Study finds increase in repeat divorces

New Statistics Canada data has found that repeat divorces are on the rise, and have tripled during the past three decades, reported The Globe and Mail March 10. “We are a very individualistic society, and we value choice, we value romance, and we’ve become much less tolerant of anything that goes wrong,” said Anne-Marie Ambert, a sociology professor in York’s Faculty of Arts and one of Canada’s foremost specialists on marriage and divorce. “We are less willing to work at relationships. It’s much easier to break up a marriage than it used to be in the past.”


Ambert was also interviewed by CBC TV about the StatsCan report. In an item aired March 9 on “The National” and “Canada Now,” she said: “It’s a fact that people who have divorced the first time are getting a little older and they have the time to divorce a second time. There is a fairly high rate of remarriages, and remarriages are much less stable than first marriages.”


The Queen of Cocktails talks shop


“I don’t like beer,” says Christine Sismondo. “But I never met a cocktail I didn’t like.” Sismondo, 34, teaches humanities at York and has written a book about the meaning of life vis-a-vis cocktails, reported The Toronto Sun March 10. Mondo Cocktail: A Shaken and Stirred History is due out in October. She also has tended bar for 15 years, lately part-time at Lot 16 on Queen West. Sismondo is an expert in how cocktails mix with history and culture. Hemingway had his daiquiris and mojitos, Truman Capote his mint julep, Rockefeller his martinis. Lincoln worked for a bourbon distiller. What’s hot today? “Gin,” she said. “Vodka helped cocktails reclaim some of the market from wine 10 years ago, but people are tired of vodka.”

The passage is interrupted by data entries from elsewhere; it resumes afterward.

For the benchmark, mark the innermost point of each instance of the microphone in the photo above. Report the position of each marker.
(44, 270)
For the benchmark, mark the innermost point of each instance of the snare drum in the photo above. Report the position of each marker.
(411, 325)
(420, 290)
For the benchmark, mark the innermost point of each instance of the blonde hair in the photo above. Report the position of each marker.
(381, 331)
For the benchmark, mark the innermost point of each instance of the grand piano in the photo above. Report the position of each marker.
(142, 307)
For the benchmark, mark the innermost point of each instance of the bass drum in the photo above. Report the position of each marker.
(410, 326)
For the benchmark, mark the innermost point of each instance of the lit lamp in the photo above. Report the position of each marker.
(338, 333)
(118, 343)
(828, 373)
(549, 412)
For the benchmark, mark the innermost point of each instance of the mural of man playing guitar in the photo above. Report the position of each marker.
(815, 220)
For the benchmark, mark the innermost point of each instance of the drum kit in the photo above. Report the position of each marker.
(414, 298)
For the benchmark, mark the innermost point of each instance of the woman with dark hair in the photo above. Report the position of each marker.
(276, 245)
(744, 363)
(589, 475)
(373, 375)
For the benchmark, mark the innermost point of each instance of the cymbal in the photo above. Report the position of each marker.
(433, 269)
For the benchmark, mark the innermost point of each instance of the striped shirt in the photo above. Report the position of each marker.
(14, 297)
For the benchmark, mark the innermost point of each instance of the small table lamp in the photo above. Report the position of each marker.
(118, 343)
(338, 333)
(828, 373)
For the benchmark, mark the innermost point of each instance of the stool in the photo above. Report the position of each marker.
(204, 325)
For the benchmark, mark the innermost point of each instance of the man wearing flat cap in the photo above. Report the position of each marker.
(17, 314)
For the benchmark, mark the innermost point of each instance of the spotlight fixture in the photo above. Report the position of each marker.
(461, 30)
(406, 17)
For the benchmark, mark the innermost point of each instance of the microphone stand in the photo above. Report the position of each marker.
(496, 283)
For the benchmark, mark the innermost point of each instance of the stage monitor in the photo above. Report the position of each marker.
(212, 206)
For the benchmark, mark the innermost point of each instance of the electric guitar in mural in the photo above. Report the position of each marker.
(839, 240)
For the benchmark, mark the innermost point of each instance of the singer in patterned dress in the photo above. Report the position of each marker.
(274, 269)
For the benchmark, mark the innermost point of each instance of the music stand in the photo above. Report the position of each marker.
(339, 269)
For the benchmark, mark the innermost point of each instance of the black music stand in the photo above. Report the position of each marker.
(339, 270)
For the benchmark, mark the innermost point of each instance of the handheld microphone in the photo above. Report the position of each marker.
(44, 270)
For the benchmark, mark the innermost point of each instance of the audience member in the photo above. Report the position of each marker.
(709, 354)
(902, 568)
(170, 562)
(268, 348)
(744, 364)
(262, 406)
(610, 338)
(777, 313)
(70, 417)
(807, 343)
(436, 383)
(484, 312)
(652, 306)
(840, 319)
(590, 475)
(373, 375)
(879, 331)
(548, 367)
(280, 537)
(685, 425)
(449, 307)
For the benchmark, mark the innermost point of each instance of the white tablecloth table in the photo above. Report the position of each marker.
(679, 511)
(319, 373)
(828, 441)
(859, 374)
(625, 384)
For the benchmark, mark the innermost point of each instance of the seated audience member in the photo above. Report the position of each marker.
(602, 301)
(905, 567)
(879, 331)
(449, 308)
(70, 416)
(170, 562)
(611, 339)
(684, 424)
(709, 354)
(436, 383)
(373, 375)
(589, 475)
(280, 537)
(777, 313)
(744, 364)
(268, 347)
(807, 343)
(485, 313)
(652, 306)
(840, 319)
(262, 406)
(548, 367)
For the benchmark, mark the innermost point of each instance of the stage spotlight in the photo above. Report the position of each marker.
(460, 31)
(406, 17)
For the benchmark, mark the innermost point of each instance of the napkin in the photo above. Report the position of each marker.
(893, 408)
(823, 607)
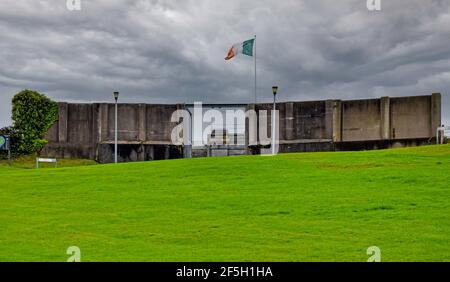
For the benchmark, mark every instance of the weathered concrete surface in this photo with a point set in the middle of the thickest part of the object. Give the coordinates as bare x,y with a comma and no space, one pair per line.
361,120
87,130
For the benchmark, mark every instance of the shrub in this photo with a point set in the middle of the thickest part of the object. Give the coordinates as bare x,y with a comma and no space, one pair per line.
33,114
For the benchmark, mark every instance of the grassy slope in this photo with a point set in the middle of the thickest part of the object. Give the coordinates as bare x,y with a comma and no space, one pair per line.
292,207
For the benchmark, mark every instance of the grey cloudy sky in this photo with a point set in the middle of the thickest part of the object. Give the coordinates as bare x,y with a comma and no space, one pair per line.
173,51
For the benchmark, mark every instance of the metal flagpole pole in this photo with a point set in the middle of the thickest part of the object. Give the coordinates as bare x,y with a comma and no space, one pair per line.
254,44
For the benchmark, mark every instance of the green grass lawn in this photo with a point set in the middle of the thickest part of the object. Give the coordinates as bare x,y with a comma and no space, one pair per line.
292,207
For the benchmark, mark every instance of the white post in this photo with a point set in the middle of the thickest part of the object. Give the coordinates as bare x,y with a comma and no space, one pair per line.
116,97
274,117
254,55
115,134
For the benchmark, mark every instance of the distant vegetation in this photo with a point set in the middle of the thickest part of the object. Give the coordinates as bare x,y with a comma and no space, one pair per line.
33,114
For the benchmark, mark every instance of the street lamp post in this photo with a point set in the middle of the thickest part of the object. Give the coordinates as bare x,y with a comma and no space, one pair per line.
116,97
274,91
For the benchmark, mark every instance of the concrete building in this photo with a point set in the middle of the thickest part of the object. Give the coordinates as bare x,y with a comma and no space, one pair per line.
87,130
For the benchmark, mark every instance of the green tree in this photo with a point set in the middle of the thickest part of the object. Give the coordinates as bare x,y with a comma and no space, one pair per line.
33,114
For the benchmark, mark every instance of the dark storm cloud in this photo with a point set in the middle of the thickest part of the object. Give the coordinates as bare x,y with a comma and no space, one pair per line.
173,51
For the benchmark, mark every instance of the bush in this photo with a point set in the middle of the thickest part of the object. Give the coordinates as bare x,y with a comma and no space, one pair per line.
33,114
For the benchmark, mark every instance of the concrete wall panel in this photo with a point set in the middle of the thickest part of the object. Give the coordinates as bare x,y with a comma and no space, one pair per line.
411,117
361,120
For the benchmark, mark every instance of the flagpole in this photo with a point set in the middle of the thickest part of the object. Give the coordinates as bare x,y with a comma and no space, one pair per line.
255,70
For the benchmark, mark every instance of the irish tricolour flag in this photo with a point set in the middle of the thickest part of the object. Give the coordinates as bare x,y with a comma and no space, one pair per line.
245,48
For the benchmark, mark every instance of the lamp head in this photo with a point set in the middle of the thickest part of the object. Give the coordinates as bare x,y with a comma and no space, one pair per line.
275,90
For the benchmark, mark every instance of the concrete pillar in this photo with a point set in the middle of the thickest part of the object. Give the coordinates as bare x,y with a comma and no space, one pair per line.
141,153
435,113
62,122
104,127
167,153
337,121
329,110
385,120
151,152
289,121
142,123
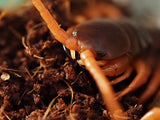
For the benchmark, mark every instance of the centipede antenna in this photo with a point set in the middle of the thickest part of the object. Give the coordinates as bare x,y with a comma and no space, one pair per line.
104,86
66,39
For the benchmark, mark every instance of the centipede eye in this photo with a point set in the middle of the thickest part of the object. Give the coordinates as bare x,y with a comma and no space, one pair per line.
72,53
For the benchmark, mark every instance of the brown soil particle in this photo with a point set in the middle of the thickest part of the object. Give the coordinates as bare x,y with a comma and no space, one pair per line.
39,81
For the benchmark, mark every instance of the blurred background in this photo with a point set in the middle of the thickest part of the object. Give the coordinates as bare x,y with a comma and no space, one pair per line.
142,11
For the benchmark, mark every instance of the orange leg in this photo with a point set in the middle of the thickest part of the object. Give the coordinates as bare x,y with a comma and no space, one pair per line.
68,40
89,60
143,72
123,77
104,85
153,114
152,86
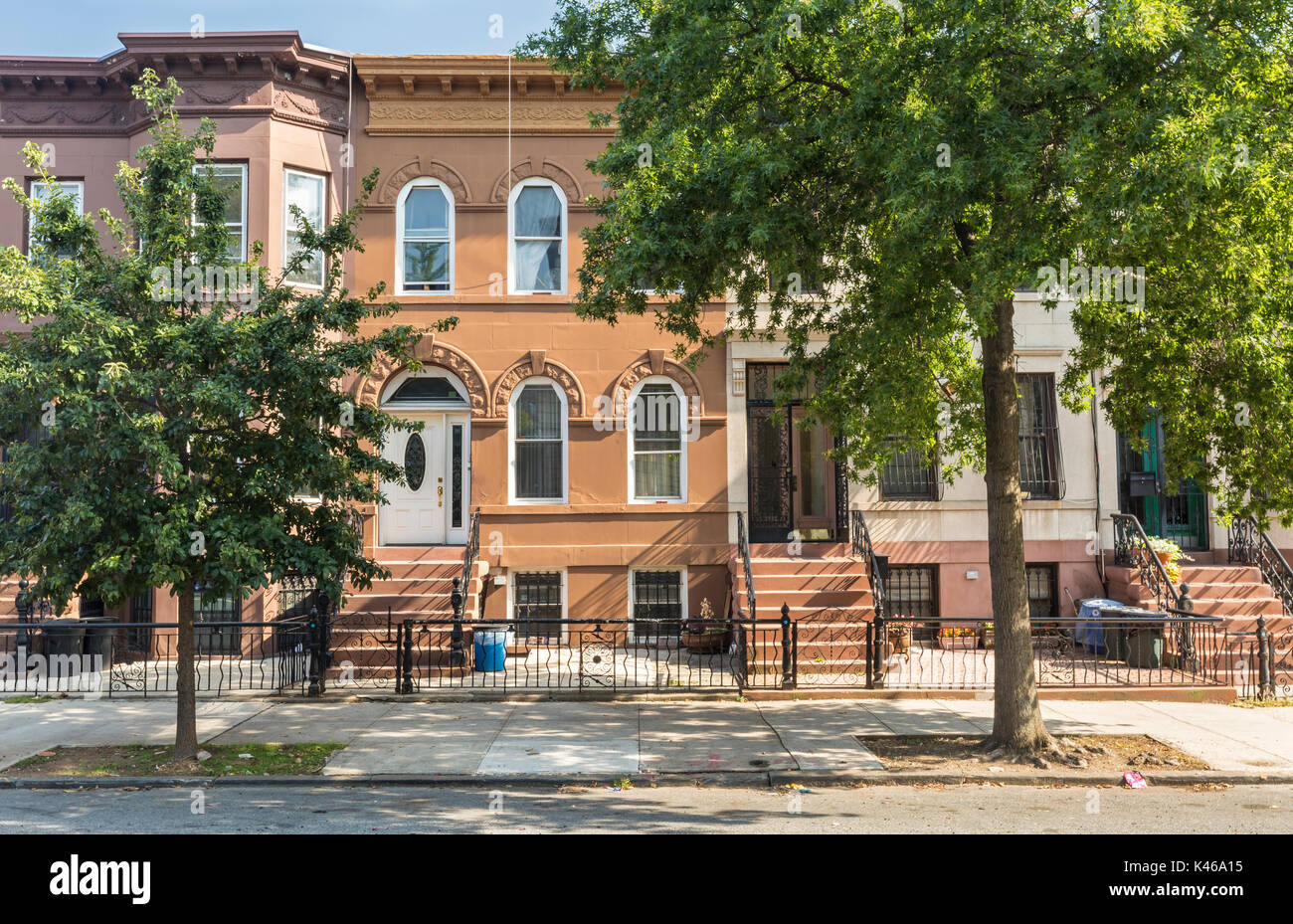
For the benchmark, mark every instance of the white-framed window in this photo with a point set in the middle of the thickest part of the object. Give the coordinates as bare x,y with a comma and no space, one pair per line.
232,180
40,190
537,424
425,230
657,603
657,441
537,238
306,191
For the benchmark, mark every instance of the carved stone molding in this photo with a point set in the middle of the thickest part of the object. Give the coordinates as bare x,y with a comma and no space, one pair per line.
221,94
425,167
60,113
643,368
301,103
431,353
525,368
443,115
525,169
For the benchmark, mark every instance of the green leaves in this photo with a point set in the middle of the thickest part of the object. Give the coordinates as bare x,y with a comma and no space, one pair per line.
172,430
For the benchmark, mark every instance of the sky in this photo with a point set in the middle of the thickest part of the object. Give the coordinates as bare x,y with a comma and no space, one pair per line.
89,27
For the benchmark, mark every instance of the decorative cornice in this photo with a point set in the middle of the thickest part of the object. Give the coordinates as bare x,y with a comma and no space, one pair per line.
255,74
524,169
468,94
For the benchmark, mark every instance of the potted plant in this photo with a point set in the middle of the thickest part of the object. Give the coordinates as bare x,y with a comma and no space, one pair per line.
706,635
1171,555
958,638
900,639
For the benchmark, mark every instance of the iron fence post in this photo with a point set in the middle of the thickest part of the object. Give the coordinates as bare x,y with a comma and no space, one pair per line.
870,643
408,656
24,603
315,654
1265,686
457,652
788,680
875,654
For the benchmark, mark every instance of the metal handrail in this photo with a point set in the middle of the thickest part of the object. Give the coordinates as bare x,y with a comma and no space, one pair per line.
742,548
469,552
1132,548
1248,544
860,536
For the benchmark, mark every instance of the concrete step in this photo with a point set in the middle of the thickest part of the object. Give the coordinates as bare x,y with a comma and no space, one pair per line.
801,566
811,599
805,549
807,582
1219,574
421,555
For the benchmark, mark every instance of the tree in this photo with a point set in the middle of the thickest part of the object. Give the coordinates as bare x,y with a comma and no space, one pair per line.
922,162
185,402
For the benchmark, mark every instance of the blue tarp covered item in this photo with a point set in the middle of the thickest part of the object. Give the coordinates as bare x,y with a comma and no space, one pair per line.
1091,635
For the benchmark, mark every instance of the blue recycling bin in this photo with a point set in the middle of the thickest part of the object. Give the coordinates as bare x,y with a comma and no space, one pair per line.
489,644
1090,635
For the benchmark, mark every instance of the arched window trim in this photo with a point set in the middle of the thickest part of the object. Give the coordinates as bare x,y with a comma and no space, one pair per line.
511,443
630,427
426,182
392,387
511,236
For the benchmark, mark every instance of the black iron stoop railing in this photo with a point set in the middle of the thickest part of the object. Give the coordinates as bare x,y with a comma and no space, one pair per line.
1132,549
1248,544
742,548
1268,652
877,566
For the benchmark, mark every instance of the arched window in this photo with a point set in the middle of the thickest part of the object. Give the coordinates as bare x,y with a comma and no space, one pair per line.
425,225
657,444
537,243
537,431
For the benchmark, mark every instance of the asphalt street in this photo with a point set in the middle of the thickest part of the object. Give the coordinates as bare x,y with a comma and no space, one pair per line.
643,810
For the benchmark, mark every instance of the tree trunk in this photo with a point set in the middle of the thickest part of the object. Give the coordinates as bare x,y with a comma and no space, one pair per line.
1016,724
185,700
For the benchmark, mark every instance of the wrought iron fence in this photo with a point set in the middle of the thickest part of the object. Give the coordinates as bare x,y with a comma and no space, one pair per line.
107,657
829,648
1248,544
1262,661
573,654
1168,650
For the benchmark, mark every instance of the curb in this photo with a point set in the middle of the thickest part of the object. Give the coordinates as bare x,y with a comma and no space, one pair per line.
736,778
1016,778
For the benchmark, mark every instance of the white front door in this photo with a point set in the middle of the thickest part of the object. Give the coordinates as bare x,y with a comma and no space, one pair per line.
431,506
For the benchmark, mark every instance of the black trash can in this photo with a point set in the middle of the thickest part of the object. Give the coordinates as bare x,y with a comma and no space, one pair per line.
1145,646
64,639
99,639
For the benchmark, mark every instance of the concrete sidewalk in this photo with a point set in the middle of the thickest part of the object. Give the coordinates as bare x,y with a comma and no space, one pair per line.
563,738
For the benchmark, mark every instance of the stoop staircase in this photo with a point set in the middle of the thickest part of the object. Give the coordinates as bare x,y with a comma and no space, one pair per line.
421,586
827,591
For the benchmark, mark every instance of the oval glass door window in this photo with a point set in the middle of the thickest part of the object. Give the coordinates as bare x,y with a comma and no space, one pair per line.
415,462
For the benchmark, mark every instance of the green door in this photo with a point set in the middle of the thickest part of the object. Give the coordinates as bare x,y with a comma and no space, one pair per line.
1177,512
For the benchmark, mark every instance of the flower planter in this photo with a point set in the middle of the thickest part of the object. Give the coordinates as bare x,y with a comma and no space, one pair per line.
705,643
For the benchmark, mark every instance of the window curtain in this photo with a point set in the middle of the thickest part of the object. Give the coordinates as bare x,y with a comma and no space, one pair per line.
657,443
538,263
538,444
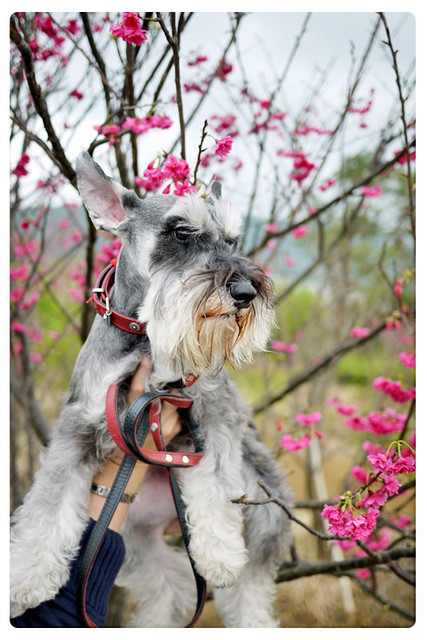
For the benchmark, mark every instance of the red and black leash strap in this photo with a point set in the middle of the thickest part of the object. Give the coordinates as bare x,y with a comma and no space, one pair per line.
143,415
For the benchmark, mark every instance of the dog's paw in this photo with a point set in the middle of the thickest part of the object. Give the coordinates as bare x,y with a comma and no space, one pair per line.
34,579
221,575
23,599
220,564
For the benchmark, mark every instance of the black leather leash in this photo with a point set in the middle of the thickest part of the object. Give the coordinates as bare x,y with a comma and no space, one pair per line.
139,418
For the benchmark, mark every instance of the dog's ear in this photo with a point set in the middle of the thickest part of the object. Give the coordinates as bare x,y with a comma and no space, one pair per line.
216,190
108,202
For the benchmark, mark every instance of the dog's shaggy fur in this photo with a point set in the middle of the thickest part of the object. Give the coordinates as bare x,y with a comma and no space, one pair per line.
178,272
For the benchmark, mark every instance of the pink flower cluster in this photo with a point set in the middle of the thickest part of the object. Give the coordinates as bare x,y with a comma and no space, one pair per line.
46,25
379,423
398,287
394,390
408,359
198,60
359,332
345,522
302,167
305,129
174,169
223,146
372,192
300,232
330,182
403,158
142,125
388,464
308,418
130,29
136,125
21,168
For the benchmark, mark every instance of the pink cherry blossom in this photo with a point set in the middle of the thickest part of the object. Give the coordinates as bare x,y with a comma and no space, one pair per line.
223,146
20,169
359,474
357,423
270,228
154,178
408,359
308,418
18,327
304,130
176,169
185,187
198,60
130,29
224,68
343,523
372,192
359,332
327,184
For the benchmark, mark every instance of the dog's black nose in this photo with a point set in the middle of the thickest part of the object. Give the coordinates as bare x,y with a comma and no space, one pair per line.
242,293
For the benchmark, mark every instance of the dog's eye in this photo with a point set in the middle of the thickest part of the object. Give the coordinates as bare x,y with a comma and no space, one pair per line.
182,234
232,244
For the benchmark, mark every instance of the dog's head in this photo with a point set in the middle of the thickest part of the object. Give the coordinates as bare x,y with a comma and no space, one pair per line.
202,302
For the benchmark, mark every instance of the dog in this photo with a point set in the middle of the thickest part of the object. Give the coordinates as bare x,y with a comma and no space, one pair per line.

Artie Roth releases first album as band leader


Artie Roth is at the Senator Lounge through Sunday releasing his new indie album, Parallels, and leading his hotshot quintet, reported the Toronto Star March 10. It’s his debut album as a leader, although his work as sideman on more than 30 releases by the likes of saxist Richard Underhill, vocalist Melissa Stylianou, vibist Greg Runions and tenorman Bob Brough has been well received. This 75-minute album is impressive, its eight Roth-composed tracks bursting with insistent movement, shifting shapes and catchy tunes. Roth’s bass is everywhere, a dominant force deeply engaged in all the music. Toronto born and raised, as a teenager Roth spent time playing electric bass in rock bands. After studying piano and euphonium at the Royal Conservatory of Music, Roth attended York University, “where my teachers included Don Thompson and Al Henderson and they helped me get inside the genre of acoustic bass. Since I graduated in 1992, I’ve played with more than 30 bands…and now I’ve come full circle and teach bass at York.”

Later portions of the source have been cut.